In July the regiment proceeded to Ireland, where it only remained a few days, before it received orders to embark for Canada, to reinforce the British troops in that country in consequence of the war between Great Britain and the United States. The regiment embarked from Cork, on the 31st of August, under Major MacGregor, and, arriving in Lower Canada in November, was stationed at Quebec.
1814
Lieut.-General the Honorable Sir Galbraith Lowry Cole, K.B., was appointed Colonel of the SEVENTIETH regiment, from the 103rd foot, in January, 1814, in succession to General the Earl of Suffolk, who was removed to the forty-fourth regiment.

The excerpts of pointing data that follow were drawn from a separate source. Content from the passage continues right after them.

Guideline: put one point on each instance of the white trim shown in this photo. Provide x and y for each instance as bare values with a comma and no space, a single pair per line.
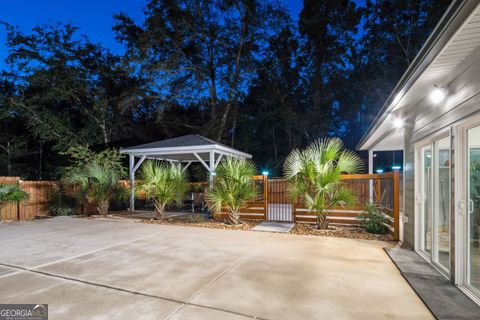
187,165
461,216
218,160
201,161
139,163
187,150
419,227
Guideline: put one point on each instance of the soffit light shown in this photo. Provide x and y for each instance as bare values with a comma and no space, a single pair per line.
438,94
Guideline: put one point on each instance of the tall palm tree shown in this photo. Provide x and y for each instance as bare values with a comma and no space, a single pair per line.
164,184
98,185
314,176
11,193
233,188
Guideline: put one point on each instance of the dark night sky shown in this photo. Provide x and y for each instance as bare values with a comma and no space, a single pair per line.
94,17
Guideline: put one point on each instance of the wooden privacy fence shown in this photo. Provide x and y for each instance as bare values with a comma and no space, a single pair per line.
379,188
37,205
383,189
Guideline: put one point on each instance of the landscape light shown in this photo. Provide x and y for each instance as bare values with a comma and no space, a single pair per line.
438,95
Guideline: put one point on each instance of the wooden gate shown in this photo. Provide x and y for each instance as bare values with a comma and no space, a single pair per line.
279,204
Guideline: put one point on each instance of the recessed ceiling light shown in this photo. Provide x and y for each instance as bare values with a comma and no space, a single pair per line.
438,95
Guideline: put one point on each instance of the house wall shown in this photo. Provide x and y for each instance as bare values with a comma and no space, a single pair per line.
425,119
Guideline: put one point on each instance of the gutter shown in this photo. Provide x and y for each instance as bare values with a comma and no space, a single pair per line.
451,20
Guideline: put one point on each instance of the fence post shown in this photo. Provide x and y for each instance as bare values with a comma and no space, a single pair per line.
378,189
265,196
396,205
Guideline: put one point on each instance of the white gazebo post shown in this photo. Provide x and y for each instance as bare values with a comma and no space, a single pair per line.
211,164
370,171
132,183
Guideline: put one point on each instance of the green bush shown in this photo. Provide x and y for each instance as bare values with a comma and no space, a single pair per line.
61,204
373,219
196,218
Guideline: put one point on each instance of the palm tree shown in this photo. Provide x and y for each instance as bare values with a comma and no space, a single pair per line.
233,188
11,193
314,176
165,184
98,185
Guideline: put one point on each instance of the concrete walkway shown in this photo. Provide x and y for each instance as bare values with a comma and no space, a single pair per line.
87,269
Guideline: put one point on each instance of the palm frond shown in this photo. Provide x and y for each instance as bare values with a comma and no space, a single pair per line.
12,193
314,175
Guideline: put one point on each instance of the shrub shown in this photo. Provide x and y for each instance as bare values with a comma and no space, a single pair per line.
373,219
314,176
61,203
196,218
165,184
97,184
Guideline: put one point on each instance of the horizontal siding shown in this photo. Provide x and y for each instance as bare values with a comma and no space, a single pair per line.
464,100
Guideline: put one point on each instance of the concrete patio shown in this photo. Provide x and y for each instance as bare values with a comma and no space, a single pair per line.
88,269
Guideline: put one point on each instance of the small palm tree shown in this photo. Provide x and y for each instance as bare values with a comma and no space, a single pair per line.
314,176
98,185
233,188
11,193
165,184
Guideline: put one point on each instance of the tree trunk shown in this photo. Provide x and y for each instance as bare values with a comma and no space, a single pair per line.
159,210
233,217
40,162
102,207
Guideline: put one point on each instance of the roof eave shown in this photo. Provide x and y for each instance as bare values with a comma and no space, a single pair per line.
425,56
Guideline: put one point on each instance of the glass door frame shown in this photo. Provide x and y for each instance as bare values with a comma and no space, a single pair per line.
461,207
419,227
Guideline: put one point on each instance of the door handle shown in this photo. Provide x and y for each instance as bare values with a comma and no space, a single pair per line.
461,206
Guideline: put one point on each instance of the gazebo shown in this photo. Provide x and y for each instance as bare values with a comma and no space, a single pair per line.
184,150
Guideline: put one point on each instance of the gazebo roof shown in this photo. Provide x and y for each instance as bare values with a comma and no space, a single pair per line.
186,148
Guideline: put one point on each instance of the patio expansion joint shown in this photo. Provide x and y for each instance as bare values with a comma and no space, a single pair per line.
34,268
95,284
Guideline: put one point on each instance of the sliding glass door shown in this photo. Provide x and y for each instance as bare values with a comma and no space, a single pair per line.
473,207
434,204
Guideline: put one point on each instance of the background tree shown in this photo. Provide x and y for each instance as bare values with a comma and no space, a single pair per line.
164,184
201,50
233,188
97,185
239,71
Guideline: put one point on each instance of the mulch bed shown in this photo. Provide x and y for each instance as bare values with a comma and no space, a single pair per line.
339,232
200,221
190,221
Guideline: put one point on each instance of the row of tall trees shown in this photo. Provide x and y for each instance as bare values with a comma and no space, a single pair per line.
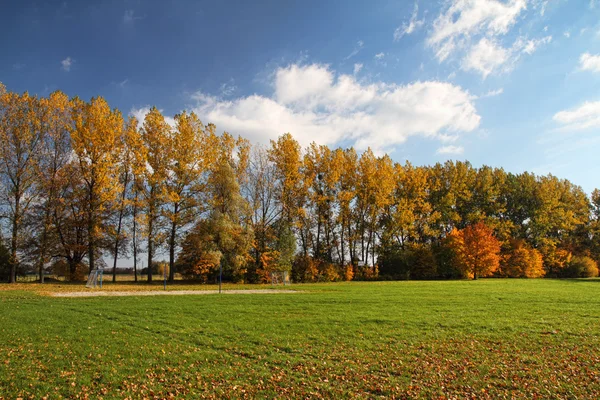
81,185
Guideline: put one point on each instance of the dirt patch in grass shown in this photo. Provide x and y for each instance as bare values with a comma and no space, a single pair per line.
98,293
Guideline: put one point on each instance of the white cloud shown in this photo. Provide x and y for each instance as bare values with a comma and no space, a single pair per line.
589,62
485,57
450,150
463,19
315,104
140,115
228,88
413,25
488,57
129,17
492,93
530,46
66,64
583,117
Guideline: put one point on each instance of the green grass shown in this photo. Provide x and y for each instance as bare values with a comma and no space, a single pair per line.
486,338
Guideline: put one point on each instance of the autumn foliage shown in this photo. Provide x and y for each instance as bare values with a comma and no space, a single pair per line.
476,250
79,182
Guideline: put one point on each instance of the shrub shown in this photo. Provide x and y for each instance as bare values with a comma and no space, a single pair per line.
74,272
581,267
413,262
522,261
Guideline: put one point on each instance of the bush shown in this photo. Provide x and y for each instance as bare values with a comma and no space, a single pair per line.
581,267
522,261
73,273
310,269
4,263
412,262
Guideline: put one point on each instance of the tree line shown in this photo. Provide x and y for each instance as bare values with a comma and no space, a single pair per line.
83,186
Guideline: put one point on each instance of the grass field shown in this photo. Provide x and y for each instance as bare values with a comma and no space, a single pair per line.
454,339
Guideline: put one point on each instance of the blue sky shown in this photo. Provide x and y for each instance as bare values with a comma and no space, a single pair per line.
512,84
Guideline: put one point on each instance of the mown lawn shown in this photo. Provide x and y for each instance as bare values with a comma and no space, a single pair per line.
455,339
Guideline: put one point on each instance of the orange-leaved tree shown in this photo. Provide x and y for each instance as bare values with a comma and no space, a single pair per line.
476,250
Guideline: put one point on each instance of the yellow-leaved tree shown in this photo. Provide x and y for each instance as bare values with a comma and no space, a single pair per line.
186,168
476,250
20,140
95,136
153,160
54,154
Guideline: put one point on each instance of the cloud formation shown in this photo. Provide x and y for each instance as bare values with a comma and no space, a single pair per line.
585,116
589,62
466,18
316,104
413,25
472,30
66,64
456,150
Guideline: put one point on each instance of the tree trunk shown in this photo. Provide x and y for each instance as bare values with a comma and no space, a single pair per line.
172,244
116,254
14,239
91,236
134,238
150,245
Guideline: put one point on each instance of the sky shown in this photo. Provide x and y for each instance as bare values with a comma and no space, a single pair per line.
512,84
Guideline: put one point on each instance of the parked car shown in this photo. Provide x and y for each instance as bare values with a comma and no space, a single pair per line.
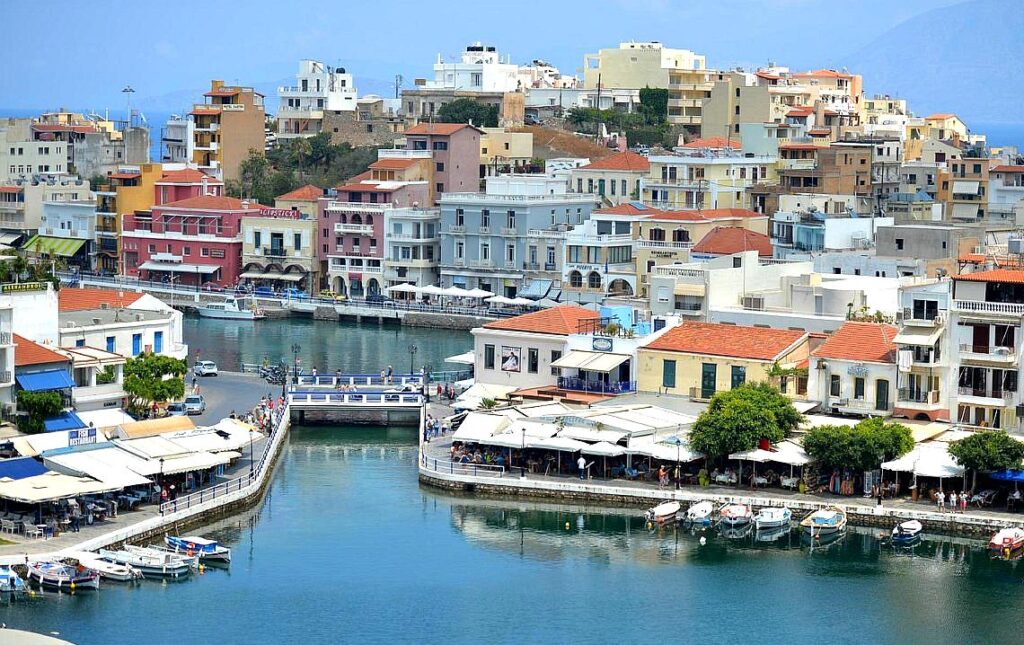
205,368
195,404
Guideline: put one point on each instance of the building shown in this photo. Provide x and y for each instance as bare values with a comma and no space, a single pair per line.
318,88
510,235
697,359
227,126
615,179
854,371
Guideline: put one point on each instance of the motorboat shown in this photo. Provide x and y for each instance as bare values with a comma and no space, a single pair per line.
662,513
151,563
826,521
772,517
906,532
229,309
107,568
700,512
735,514
61,575
10,582
1007,543
210,549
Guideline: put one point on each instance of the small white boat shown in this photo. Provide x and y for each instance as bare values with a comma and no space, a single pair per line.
735,514
229,309
906,532
700,512
662,513
771,517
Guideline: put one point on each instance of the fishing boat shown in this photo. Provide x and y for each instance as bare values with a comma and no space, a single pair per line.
212,550
10,582
662,513
151,563
735,514
1007,543
826,521
108,569
906,532
229,309
772,517
61,575
700,512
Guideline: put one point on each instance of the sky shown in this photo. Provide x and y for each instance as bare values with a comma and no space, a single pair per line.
81,54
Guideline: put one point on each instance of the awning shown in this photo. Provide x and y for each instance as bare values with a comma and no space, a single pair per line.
66,421
45,381
177,267
925,338
591,360
53,246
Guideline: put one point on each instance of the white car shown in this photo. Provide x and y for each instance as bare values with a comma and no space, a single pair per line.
205,368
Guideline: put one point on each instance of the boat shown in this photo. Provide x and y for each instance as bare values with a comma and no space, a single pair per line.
826,521
61,575
906,532
107,568
151,563
1007,543
662,513
207,549
700,512
735,514
772,517
229,309
10,582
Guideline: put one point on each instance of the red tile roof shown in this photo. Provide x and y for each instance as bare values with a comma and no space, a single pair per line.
729,240
308,192
994,275
556,320
28,352
727,340
862,342
627,161
714,141
71,299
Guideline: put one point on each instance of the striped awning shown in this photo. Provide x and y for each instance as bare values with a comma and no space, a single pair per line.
53,246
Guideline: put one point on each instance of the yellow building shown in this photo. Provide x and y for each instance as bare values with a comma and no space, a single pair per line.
697,359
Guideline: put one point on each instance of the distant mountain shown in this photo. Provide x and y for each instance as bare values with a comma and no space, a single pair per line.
964,58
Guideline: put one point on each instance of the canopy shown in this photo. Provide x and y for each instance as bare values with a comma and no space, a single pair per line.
45,381
65,247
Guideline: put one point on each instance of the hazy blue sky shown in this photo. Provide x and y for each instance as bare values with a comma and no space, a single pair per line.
82,53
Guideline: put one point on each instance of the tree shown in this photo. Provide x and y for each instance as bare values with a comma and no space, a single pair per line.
154,378
466,111
37,407
987,452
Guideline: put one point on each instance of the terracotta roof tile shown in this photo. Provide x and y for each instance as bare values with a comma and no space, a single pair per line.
870,342
71,299
627,161
28,352
561,320
729,240
727,340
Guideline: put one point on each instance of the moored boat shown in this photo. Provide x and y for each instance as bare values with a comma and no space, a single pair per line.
60,575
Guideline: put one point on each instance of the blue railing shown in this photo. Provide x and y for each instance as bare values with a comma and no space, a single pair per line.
582,385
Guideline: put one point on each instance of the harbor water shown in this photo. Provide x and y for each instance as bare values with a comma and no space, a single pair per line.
347,546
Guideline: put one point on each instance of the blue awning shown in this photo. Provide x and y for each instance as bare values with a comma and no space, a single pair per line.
46,380
20,467
66,421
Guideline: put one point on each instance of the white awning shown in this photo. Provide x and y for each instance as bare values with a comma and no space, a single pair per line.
911,336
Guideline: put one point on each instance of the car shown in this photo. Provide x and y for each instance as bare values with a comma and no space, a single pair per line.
205,368
195,404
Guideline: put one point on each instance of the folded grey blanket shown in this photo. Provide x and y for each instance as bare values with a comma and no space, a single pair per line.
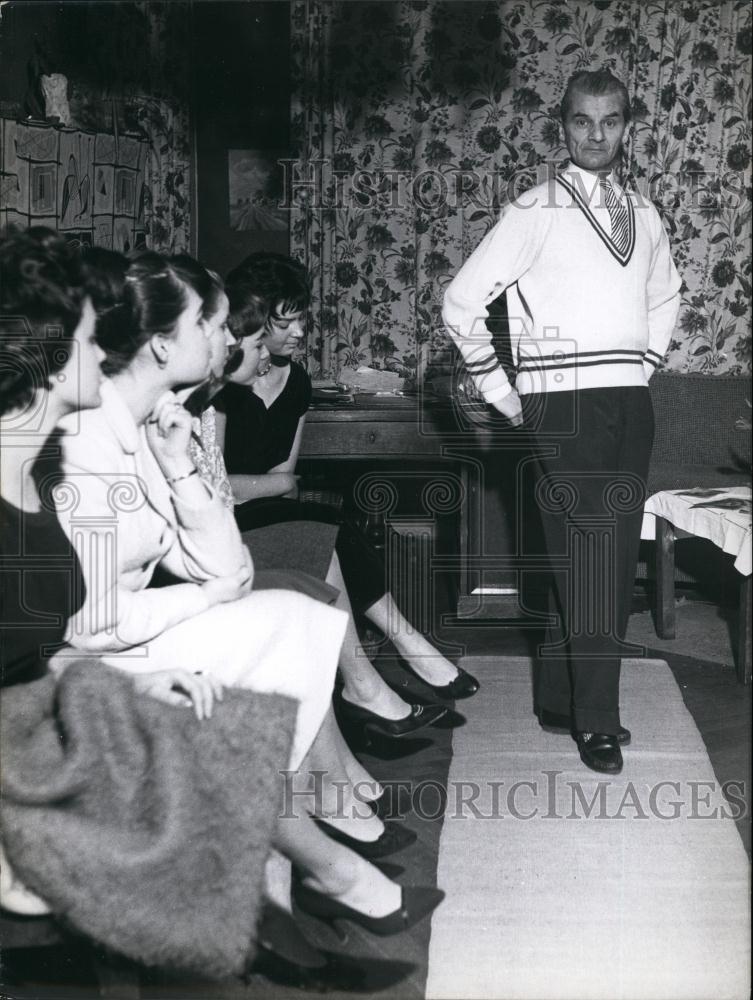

After performing garrison duty at Quebec eight months, the regiment proceeded to Montreal, from whence it was removed to Cornwall in Upper Canada, and in August it was brigaded with the ninth, sixteenth, and fifty-seventh, under Colonel Grant, on the line of communication from Montreal to Kingston in Upper Canada.
1815
Peace was concluded with the United States in 1815, and in June of that year the SEVENTIETH regiment was ordered to proceed to Kingston.
1816
Lieut.-General Sir G. Lowry Cole was removed to the thirty-fourth regiment in May, 1816, and was succeeded in the colonelcy of the SEVENTIETH by Lieut.-General Forbes Champagné, from colonel-commandant of a battalion of the Rifle Brigade.
During this year the regiment remained at Kingston, and Lieut.-Colonel Thomas Evans, C.B., assumed the command in August.